Although these drugs superficially appear beneficial to patients, since they are able to control seizures and mood disbalances, their chronic administration is not completely safe and may expose patients to side effects mostly associated with inositol depletion in peripheral tissues. Among these effects are hypothyroidism, weight gain, hyperinsulinemia, dyslipidemia, impairment of kidney function and adverse dermatological effects that are quite commonly reported [
188,
189,
190]. Noteworthy, PCOS is one of the most serious side-effects reported by AEDs-treated women [
190,
191,
192,
193], who experience reduced estradiol and progesterone and increased testosterone, leading to hypogonadism, amenorrhea or oligomenorrhea, along with sexual dysfunction and infertility [
194].
Importantly, even though these conditions may sometimes spontaneously resolve after a few weeks of treatment, or revert to baseline with drug discontinuation, they certainly worsen patients’ quality of life, weakening their compliance to therapeutic protocols.

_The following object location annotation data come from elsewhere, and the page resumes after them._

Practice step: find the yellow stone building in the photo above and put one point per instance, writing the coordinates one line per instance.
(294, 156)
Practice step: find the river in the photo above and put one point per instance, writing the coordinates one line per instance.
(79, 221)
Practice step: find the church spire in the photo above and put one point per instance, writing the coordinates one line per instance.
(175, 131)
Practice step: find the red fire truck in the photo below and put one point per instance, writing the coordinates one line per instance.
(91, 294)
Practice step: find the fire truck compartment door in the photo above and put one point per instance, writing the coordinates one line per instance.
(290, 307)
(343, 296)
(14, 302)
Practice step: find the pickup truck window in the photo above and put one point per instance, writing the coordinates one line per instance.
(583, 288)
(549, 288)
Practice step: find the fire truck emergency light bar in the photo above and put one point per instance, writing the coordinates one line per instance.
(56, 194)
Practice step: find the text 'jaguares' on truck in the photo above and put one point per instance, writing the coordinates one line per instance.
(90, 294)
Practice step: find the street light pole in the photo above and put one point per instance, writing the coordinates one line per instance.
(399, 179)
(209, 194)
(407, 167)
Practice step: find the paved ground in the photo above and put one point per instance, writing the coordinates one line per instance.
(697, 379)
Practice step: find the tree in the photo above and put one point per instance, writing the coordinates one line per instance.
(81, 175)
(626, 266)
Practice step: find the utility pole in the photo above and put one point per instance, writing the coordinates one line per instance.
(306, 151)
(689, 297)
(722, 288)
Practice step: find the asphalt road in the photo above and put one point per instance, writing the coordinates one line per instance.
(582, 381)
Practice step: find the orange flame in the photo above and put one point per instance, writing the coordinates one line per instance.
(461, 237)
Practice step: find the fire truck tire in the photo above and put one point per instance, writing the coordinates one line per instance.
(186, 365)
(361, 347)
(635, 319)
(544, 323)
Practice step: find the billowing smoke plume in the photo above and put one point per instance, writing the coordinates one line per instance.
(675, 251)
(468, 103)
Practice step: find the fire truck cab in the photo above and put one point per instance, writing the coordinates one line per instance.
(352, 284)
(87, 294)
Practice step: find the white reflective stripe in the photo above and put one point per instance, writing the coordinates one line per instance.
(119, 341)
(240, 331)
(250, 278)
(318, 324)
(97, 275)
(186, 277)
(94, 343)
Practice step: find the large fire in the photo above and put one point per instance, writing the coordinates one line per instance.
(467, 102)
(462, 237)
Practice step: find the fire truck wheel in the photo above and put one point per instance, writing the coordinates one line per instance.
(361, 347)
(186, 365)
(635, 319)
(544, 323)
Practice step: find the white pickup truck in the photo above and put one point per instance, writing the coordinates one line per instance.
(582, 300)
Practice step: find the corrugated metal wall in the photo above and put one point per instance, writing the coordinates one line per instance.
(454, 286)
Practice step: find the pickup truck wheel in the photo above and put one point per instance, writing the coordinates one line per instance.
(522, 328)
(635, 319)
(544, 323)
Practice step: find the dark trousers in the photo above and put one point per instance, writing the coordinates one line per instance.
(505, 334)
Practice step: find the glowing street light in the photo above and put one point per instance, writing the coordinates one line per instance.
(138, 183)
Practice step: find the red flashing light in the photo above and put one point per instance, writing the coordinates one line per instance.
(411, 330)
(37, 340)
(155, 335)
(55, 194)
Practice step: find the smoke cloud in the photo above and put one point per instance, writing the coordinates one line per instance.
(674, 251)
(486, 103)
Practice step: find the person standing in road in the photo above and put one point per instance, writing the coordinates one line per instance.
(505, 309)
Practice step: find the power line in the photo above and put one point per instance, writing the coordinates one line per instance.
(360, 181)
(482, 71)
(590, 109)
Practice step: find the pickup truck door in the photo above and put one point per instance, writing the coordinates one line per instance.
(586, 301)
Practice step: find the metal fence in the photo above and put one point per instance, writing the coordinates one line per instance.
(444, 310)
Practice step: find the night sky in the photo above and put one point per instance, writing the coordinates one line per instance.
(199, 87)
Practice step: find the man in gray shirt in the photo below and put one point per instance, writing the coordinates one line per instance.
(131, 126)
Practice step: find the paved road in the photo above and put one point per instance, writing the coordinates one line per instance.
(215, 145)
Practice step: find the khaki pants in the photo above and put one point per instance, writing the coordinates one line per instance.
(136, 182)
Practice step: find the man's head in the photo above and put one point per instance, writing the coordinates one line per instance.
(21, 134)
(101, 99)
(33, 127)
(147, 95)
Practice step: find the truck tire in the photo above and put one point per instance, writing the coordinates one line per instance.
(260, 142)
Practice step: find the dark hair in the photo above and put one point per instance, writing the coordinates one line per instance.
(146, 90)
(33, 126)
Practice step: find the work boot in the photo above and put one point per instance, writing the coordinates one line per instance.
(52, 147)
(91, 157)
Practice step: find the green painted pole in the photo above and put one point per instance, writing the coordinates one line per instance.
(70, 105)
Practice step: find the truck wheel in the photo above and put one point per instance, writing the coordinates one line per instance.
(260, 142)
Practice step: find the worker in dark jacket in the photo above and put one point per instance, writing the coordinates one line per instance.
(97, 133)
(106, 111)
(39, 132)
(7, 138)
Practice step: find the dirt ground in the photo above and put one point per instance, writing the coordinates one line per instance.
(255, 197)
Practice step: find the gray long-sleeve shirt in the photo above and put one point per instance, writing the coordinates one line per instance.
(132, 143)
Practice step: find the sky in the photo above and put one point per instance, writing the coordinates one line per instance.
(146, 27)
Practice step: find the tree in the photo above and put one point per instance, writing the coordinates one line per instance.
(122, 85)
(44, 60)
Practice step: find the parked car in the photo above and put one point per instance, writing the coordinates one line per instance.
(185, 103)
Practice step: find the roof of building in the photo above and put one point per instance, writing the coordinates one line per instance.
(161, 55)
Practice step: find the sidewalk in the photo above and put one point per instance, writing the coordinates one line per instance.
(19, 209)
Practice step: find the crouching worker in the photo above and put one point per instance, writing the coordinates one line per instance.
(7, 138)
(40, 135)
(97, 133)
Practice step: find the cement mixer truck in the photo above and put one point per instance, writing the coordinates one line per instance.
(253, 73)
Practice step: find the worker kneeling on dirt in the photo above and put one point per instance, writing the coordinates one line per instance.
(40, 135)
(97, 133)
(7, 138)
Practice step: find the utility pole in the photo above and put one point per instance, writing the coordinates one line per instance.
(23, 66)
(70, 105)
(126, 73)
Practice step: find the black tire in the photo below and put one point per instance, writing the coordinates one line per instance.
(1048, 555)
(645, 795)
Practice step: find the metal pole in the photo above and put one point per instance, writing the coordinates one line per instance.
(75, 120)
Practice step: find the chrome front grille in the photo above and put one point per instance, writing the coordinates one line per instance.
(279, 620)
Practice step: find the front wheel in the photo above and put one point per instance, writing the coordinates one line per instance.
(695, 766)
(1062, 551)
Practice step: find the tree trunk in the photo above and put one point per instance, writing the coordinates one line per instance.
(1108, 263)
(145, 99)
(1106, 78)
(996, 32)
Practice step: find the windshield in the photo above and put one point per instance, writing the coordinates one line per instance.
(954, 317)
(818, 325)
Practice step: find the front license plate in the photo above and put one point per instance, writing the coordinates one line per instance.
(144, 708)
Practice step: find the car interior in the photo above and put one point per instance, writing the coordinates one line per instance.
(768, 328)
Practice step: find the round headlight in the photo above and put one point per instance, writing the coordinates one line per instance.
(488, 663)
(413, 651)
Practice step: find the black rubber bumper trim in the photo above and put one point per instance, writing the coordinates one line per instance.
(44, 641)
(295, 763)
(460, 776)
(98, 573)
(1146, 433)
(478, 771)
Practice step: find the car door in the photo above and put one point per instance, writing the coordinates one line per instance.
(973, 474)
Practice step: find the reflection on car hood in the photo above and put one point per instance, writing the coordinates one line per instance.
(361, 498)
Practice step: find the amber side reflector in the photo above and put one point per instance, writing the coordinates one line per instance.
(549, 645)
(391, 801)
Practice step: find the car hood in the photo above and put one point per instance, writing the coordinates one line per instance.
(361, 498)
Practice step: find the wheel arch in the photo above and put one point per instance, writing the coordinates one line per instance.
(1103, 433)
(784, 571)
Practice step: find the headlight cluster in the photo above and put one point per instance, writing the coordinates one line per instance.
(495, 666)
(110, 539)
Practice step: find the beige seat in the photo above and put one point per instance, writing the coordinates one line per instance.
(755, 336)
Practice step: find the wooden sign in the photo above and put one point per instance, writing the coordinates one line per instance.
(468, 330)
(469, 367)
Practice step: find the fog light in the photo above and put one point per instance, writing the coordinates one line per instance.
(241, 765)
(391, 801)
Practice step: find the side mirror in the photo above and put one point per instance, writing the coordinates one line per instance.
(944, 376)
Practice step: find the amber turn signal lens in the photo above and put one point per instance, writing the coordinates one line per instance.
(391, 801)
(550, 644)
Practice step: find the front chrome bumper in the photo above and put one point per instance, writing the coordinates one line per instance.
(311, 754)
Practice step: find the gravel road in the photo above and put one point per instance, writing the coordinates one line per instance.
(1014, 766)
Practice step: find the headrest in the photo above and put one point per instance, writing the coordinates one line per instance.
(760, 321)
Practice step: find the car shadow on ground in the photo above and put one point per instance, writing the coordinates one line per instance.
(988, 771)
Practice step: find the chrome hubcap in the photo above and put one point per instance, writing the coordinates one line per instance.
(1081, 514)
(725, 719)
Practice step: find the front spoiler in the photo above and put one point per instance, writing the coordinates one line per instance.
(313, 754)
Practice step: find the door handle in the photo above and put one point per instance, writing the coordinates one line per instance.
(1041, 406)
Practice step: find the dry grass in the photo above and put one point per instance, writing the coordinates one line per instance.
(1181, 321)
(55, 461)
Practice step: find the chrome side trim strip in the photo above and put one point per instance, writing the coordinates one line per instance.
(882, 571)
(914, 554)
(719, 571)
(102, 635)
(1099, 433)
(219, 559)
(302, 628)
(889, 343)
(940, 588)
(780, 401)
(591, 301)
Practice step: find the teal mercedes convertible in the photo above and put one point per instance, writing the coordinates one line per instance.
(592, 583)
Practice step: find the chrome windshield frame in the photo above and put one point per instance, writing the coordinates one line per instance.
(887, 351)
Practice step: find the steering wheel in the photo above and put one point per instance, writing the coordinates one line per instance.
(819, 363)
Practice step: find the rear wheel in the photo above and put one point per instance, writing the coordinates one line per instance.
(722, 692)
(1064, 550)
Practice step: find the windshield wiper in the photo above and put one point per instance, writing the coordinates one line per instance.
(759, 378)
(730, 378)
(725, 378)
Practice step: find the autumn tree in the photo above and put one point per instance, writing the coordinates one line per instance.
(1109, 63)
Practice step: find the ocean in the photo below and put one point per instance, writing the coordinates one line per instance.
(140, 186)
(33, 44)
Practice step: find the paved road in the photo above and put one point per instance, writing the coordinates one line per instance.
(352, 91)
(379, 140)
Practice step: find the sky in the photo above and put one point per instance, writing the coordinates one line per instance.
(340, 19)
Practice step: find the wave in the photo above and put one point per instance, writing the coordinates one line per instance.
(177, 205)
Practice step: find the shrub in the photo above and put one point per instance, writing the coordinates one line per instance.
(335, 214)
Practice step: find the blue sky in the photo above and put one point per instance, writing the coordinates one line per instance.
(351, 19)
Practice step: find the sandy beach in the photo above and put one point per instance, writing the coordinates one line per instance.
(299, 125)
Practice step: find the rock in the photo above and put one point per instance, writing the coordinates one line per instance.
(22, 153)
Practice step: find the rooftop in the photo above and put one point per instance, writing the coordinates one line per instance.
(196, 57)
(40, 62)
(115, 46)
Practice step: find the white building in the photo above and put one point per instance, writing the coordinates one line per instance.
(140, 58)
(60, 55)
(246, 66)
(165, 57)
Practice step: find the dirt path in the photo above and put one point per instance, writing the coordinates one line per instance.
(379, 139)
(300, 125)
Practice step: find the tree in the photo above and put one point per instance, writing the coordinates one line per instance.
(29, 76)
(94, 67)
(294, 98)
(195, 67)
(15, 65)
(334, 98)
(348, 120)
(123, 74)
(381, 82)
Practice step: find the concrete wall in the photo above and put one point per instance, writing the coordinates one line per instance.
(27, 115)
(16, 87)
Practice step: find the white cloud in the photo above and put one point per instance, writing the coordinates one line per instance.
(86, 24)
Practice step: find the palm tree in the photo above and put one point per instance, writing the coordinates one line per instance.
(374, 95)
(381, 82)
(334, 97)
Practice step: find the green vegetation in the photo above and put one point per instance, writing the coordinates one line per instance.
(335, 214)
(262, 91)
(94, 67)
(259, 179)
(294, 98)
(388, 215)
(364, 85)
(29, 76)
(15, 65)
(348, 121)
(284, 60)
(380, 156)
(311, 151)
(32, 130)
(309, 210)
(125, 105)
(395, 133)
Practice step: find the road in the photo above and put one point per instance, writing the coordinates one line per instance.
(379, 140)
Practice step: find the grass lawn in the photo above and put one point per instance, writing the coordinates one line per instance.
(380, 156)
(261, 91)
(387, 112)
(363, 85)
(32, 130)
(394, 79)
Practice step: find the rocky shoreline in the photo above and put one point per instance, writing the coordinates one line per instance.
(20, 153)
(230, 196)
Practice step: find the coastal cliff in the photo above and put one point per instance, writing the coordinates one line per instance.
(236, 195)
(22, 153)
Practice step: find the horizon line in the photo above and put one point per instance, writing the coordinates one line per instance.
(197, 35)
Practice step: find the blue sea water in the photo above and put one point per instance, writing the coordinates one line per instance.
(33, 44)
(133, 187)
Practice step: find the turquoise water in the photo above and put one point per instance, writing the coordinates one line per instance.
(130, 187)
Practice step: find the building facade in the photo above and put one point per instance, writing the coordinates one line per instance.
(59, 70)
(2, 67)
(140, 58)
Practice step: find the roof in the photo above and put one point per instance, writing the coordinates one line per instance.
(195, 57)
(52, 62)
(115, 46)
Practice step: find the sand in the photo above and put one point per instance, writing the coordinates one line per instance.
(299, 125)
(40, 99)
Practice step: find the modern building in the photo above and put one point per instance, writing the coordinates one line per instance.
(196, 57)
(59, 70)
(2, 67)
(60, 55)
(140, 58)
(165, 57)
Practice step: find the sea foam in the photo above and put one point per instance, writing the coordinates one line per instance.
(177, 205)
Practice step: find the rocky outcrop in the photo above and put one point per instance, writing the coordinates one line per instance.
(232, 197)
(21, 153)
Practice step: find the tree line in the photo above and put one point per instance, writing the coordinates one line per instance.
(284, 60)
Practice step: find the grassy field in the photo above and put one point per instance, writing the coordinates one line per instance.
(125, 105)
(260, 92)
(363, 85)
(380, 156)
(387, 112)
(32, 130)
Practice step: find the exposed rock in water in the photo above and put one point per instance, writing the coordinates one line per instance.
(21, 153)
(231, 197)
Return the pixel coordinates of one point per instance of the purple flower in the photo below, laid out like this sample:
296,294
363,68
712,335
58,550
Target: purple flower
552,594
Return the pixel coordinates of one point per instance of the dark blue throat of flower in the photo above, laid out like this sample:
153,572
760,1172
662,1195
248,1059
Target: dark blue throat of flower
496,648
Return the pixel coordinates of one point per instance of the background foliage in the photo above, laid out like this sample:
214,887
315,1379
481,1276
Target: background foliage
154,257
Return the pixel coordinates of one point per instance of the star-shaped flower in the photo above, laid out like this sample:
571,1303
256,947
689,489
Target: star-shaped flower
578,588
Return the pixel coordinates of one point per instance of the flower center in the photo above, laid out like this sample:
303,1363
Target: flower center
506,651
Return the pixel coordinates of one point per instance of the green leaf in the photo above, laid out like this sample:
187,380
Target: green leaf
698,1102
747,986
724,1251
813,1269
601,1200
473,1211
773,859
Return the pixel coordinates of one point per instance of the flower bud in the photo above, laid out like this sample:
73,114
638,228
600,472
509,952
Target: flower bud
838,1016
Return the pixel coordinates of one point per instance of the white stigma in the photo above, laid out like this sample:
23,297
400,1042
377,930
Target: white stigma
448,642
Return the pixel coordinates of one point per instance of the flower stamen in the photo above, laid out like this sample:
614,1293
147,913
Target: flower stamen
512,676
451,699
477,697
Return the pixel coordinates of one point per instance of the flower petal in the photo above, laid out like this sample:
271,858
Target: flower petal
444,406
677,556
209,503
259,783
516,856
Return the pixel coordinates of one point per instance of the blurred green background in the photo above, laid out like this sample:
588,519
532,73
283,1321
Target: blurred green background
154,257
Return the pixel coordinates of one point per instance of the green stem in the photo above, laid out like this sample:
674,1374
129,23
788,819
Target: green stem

Several scientific studies have documented myo-Ins supplementation as a safe and efficient approach in treating PCOS symptoms, improving hormonal profile, hyperandrogenism, menstrual cycle, oocyte quality and psychological disturbances [
54,
195]. Moreover, myo-Ins in combination with Selenium, has been reported to be effective in restoring euthyroidism in patients with subclinical hypothyroidism or autoimmune thyroiditis [
196]. Therefore, supplementing with this inositol could be a valid option to counteract the peripherical side effects connected to bipolar disorder and epileptic treatment. Clearly, the dose of myo-Ins supplemented should be properly settled so as not to increase its levels in the brain and interfere with the central pharmacological therapeutic effect.
The possible ratio between myo-Ins and D-chiro-Ins may physiologically range from 10:1 to 100:1 and the ratio 80:1 in favor of myo-Ins is particularly encouraged [
190].
From these premises, the concomitant supplementation with inositol to patients in therapy with Li+ or AEDs could represent an intriguing proposal. Interestingly, this combined treatment would safely reduce the peripheral side effects, ameliorating patients’ compliance and improving quality of life.